Test restores should also be preformed at least once a quarter. Randomly choose some data from your backup set and restore it to a test folder on the device you are backing up. Ensure that all of files that should be present are present and that the files can be opened and are populated with the correct information. Doing test restores ensures that your data is successfully being backed-up and is accessible.

Business Continuity Planning

Backing up your data is the first step is a business continuity plan. Following the next steps should help mitigate any issues faced when trying to recover from a disaster. All critical people within your organization should have a copy of this plan.
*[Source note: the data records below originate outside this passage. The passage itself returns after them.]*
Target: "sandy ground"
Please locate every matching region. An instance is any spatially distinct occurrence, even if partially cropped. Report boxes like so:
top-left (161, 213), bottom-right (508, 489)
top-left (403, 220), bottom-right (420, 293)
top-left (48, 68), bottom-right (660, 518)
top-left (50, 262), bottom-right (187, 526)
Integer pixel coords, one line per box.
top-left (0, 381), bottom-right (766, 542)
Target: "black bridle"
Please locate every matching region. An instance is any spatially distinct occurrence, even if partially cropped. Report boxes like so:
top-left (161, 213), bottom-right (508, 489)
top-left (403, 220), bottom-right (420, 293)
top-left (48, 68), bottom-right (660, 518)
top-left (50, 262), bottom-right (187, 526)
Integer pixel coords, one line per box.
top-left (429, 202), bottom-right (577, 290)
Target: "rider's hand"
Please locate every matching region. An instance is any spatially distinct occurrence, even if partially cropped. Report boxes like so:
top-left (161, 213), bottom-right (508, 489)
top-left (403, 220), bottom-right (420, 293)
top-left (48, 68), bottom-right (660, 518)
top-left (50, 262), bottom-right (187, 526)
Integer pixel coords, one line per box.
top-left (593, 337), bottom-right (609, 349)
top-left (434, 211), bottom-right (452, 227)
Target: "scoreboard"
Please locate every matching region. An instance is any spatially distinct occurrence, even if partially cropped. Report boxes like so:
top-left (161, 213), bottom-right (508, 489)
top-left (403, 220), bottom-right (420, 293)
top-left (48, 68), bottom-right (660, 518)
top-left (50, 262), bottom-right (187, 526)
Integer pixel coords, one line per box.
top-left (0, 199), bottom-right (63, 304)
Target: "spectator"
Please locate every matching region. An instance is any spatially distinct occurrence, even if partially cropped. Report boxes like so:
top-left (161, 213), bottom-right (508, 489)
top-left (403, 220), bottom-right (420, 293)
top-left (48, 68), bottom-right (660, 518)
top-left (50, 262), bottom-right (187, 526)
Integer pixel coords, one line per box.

  1. Identify: Identify the immediate needs of your organization. This can be anything from getting your computer systems running again to finding new trucks to make deliveries. Without identifying what is needed right after a disaster, it is impossible to create any procedures to ensure things run smoothly during and after a disaster.
  2. Documentation: Document items such as key personnel, system passwords, inventory counts, backup providers. Without the proper documentation, it may be impossible to piece together your computer network after a disaster strikes.
  3. Back Up: Backup all of your critical data. Identify the data that is required for your business to operate and back it up using one of the methodologies discussed in this article series. All the planning in the world can not prevent against hardware failure and data loss.
  4. How-To: It should include step-by-step instructions on what to do, who should do it, and how. List each responsibility and write down the name of the person assigned to it. That way, if you want to know “who is supposed to call the insurance company?” you can look up “Insurance”.
  5. Test: Just as you need to test your backup to ensure that your data is being properly backed-up, test your business continuity procedure. Run through a mock disaster to ensure that all of the required information is present. This plan should be tested at least annually. Pick a day and let everyone know what is going to happen then act as though your office building has been destroyed.
  6. Update: As your business grows or changes, do not forget to update this plan. Your business continuity plan is not set it stone. You should think of it as a living, breathing document. If a disaster does occur and your business continuity plan is out-of-date, it can impact the amount of time it takes you to get back up and running.

Conclusion

Through the three parts of this disaster series, we have been introduced to different backup methodologies, discussed the pros and cons of each method, laid the ground work on how to choose the correct backup method for your organization, and put together a document on how to plan for a disaster. If only one thing is taken away from this series it should be this; backup, backup, backup. Backing up your data is one of the most important things that any business owner can do. The bottom line, you can never have enough backup. Although it may seem expensive, backing up your business critical data and making sure that the data is properly backed up and stored on a regular basis, is much cheaper than having to re-start your business from scratch.

Ultimately you are not in this alone, hire the help of an IT firm or consultant. There are more than enough horror stories of business owners thinking their data is safe when it was not. Do not become a statistic. You have enough to do to keep your company moving forward. Focus on what you do best and let the IT pros do what they do best.